Well, I don't think the enhanced e-book is going to be such a small change after all! So I wrote the following:
I think we're going to see far more interesting "enhancements" than the equivalent of a DVD with a director's cut. First of all, though, I think it's very likely that readers will have choices on how much enhancement they want at any point in the reading process. You'll be able to click on "usual settings" that allow your reading device to deliver your preference -- which may be for just text, or text with illustrations, or text with soft jazz underneath, you name it. Color and speed will be variable. Font size, easily changed (oh blessings for us mid-lifers). Language (think of the possibilities for dual-language "facing pages" as we've known them in some books; think of being able to discuss texts with readers around the globe).OK, the reason I just posted it here in full is this: I suddenly realized that Jasper Fforde's absurdly wonderful "crime fiction" series in an alternate reality where books can change, characters emerge to do mischief, plots warp into daily life -- has been prescient! That's what the enhanced e-book will FEEL like! We are in for a grand adventure, and I take particular delight in seeing that it's going to integrate global mysteries in fresh new ways, too. Hurrah!!!
Then I think there will be accepted levels and types of enhancement for different types of books. Children's picturebooks may have read-aloud settings that push children to sound things out or praise them for finding particular words or letters. Animal sounds, character voices, colors, you name it -- again, with some sort of controls for who gets how much, and when. Chapter books may have auto reward settings to encourage slow readers. For readers who tend to skim too quickly, there could be embedded responses needed -- if you can't say "why" Carla arrived at the house of the duck, you can't open the next chapter. Go back and re-read.

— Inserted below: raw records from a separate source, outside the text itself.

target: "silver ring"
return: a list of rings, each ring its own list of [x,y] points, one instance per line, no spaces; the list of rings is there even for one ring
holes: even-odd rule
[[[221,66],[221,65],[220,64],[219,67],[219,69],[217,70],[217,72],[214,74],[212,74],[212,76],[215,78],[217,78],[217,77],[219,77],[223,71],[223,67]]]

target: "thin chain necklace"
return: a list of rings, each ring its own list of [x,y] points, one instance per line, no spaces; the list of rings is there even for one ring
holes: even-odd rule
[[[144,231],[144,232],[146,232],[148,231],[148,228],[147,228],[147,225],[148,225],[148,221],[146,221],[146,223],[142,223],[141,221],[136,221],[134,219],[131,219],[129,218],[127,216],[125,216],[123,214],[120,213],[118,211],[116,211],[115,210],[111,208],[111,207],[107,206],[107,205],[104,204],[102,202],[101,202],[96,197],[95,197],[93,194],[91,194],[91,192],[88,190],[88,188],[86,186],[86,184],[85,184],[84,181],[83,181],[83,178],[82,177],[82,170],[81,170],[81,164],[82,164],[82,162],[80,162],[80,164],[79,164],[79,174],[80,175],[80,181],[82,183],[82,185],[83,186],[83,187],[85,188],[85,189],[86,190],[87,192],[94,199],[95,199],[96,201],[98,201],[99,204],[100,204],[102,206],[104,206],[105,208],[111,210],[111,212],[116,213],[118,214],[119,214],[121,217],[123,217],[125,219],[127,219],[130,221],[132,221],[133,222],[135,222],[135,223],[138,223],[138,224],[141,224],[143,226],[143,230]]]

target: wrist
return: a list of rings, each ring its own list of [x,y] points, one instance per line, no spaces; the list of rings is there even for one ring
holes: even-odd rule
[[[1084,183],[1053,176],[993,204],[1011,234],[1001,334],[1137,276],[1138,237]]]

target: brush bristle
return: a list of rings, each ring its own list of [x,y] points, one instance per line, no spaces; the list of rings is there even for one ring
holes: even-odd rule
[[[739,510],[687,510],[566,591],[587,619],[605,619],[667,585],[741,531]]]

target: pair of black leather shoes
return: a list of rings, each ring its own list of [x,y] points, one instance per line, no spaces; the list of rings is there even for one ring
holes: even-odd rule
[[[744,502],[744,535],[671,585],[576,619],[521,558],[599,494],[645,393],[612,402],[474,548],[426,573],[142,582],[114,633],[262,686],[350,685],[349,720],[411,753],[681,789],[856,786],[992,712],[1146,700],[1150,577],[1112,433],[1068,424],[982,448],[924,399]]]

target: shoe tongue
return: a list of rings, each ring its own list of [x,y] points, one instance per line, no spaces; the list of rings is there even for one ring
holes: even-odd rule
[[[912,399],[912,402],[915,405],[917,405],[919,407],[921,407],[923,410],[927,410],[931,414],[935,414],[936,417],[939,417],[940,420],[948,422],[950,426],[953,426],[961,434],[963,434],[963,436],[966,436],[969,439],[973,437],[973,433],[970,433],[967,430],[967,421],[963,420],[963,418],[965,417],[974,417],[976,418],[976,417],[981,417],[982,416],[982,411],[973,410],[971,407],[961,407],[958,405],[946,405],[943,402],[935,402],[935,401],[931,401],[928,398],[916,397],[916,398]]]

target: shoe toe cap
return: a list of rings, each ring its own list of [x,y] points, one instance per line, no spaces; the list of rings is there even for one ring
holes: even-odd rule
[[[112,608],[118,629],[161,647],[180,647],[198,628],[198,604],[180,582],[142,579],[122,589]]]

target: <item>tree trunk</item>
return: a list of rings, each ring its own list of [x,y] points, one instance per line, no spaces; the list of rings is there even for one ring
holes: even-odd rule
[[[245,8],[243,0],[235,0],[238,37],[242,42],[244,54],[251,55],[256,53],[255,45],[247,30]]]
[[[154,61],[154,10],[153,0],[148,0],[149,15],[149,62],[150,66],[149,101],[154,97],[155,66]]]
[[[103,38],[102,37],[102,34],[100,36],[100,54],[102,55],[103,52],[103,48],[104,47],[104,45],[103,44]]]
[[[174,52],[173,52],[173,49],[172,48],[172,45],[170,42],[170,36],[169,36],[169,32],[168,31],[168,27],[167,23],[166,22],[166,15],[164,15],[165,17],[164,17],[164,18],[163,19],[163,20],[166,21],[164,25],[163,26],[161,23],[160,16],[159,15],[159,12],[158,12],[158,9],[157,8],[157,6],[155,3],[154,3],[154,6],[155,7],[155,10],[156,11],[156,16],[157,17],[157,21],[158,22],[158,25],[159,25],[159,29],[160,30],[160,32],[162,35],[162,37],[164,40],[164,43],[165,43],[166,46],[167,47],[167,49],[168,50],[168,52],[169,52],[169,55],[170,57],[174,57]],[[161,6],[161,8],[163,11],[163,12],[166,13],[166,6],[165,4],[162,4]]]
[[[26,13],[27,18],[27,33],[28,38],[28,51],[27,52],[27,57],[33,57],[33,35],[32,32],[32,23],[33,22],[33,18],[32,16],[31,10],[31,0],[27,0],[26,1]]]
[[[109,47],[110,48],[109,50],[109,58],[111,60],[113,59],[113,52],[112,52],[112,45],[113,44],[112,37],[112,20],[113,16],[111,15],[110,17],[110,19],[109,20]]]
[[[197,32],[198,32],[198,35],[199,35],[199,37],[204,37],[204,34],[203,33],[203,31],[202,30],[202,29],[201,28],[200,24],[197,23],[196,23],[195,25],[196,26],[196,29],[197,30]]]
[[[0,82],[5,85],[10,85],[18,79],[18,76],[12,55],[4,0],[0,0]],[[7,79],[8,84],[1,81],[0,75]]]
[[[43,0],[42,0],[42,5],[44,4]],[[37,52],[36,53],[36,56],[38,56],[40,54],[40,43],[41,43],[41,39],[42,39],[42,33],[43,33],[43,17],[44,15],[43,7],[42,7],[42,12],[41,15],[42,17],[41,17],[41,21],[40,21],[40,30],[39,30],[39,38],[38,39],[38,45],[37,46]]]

I'll leave middle grades and YA novels to your imagination.
Nonfiction will be entirely different, I think, with levels of footnoting, hyperlinking, and activity online all optional. Maps will be wonderful! So will bibliographies, which will become both clearer and more (optionally) extensive. And again, there will be options on language, global presence, commentary (think about the levels in religious texts, all controllable by the reader), and interaction with text, author, and reading communities. Art and culture will become part of ordinary learning, instead of being additions provided by clever teachers to bright students who finish the assignments early.
Oh Brave New World, that has such readers in it!